Le chef d'Instadeep est fier du travail de son entreprise pour résoudre des cas d'utilisation plus complexes de l'IA – par exemple, Gen AI pour l'ADN ou la protéomique ou des flux de travail agents pour l'optimisation combinatoire – et s'éloigner des cas simples comme Gen AI pour la PNL. Il affirme qu'outre l'acquisition de BioNTech, cette ingéniosité joue un rôle considérable dans l'intérêt des clients aux États-Unis, où la société d'IA possède désormais deux bureaux, ainsi qu'en Europe : à Berlin, Paris et au Royaume-Uni, en particulier.
Même si BioNTech a dépensé 500 millions de dollars sur Instadeep pour renforcer ses capacités biotechnologiques, cela maintient la société d’IA opérationnellement indépendante pour des raisons comme celle-ci, tout en finançant ses activités pour servir des clients au-delà de l’industrie biotechnologique.
« Parce que nous apportons de la valeur en étant leaders dans le domaine de l'IA, et que les compétences en IA peuvent être améliorées dans plusieurs secteurs », a répondu Beguir lorsqu'on lui a demandé pourquoi BioNTech permet toujours à l'entreprise d'IA de travailler sur des projets non biotechnologiques. « Il s’agit de la même pile technologique, donc le temps passé à travailler sur l’IA en dehors de la biotechnologie n’est pas du tout du temps perdu. BioNTech déploie également InstaDeep sur des tâches en dehors de la R&D biotechnologique, comme l'optimisation des opérations.
Beguir explique que même si InstaDeep n'a pas été obligé de vendre, c'est la vision partagée et les projets réussis avec BioNTech depuis 2019, bien avant l'acquisition, qui ont convaincu la société d'IA d'aller de l'avant avec l'accord. Il pense que la confiance bâtie au fil des années de collaboration est la raison pour laquelle InstaDeep restera indépendant sous BioNTech. La clé pour InstaDeep est désormais de poursuivre sur sa lancée, de maintenir des résultats de haute qualité et de continuer à innover le plus longtemps possible.
Depuis l'acquisition, InstaDeep compte plus de 400 employés dans le monde. Cela inclut son équipe en Afrique, basée dans un nouveau bureau à Kigali, qui dirige les travaux de renseignement géospatial de l'entreprise.

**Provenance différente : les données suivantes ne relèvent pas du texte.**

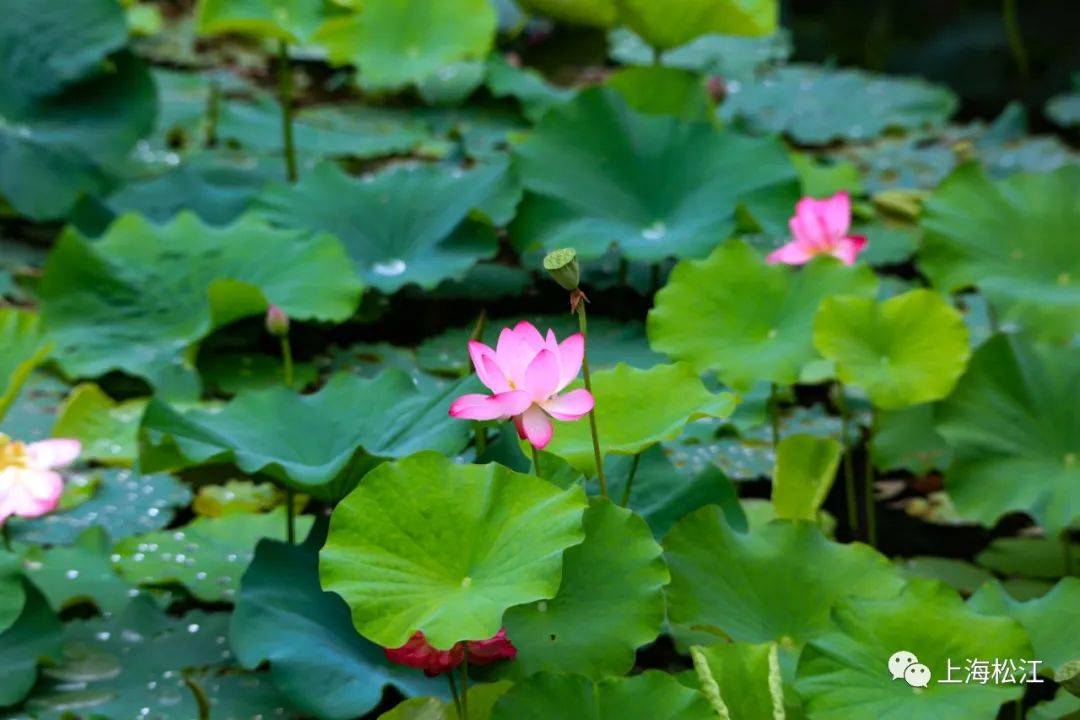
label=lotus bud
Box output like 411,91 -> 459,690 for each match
543,247 -> 581,291
267,305 -> 288,338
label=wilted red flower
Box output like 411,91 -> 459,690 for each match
387,629 -> 517,677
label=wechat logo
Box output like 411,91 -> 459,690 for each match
889,650 -> 930,688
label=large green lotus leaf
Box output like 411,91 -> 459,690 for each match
813,288 -> 971,410
139,369 -> 478,502
24,526 -> 132,613
935,336 -> 1080,534
664,506 -> 903,643
0,582 -> 63,707
24,596 -> 289,720
319,452 -> 585,648
690,642 -> 786,720
518,0 -> 619,28
0,308 -> 51,423
258,162 -> 508,293
616,0 -> 780,50
416,313 -> 664,376
720,65 -> 958,145
968,578 -> 1080,673
0,549 -> 26,633
544,363 -> 735,477
608,28 -> 792,83
772,435 -> 843,521
229,530 -> 443,720
318,0 -> 496,90
0,52 -> 157,220
195,0 -> 333,43
10,470 -> 191,545
796,580 -> 1031,720
113,507 -> 313,602
40,214 -> 361,397
647,241 -> 877,389
491,670 -> 716,720
919,164 -> 1080,338
503,500 -> 670,680
53,383 -> 146,465
513,87 -> 798,261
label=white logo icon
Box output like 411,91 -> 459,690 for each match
889,650 -> 930,688
889,650 -> 919,680
904,663 -> 930,688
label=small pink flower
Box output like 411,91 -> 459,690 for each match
450,321 -> 593,450
386,629 -> 517,677
0,436 -> 82,524
766,192 -> 866,264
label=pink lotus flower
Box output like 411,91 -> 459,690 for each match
766,192 -> 866,264
450,321 -> 593,450
386,629 -> 517,677
0,436 -> 82,524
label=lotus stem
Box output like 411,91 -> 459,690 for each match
285,488 -> 296,545
578,301 -> 608,498
619,452 -> 642,507
278,40 -> 299,182
865,408 -> 877,547
833,382 -> 859,535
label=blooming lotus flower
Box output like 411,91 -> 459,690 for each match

Initialement un effort sur le terrain en partenariat avec Google pour détecter les aires de reproduction acridiennes en Afrique, Instadeep utilise désormais les données d'étiquettes antérieures et l'imagerie satellite pour déduire avec une haute qualité et une précision de 80 à 85 % où se trouveront les aires de pontage acridiennes dans le les 30 prochains jours. Beguir affirme qu'InstaGeo, le cadre de la société qui utilise l'imagerie satellitaire multispectrale de la NASA ou de l'Agence spatiale européenne (ESA), est open source et permet à d'autres sociétés de développer des solutions évolutives à travers le continent.
« Il s’agit d’un exemple concret de l’impact de la technologie et des capacités de l’IA. Plutôt que de collecter des échantillons sur le terrain ou de dépendre d'infrastructures au sol, nous pouvons fournir ces informations via des satellites à grande échelle et notifier plusieurs gouvernements et acteurs pour relever un défi croissant en matière de sécurité alimentaire, en particulier compte tenu des problèmes climatiques du continent.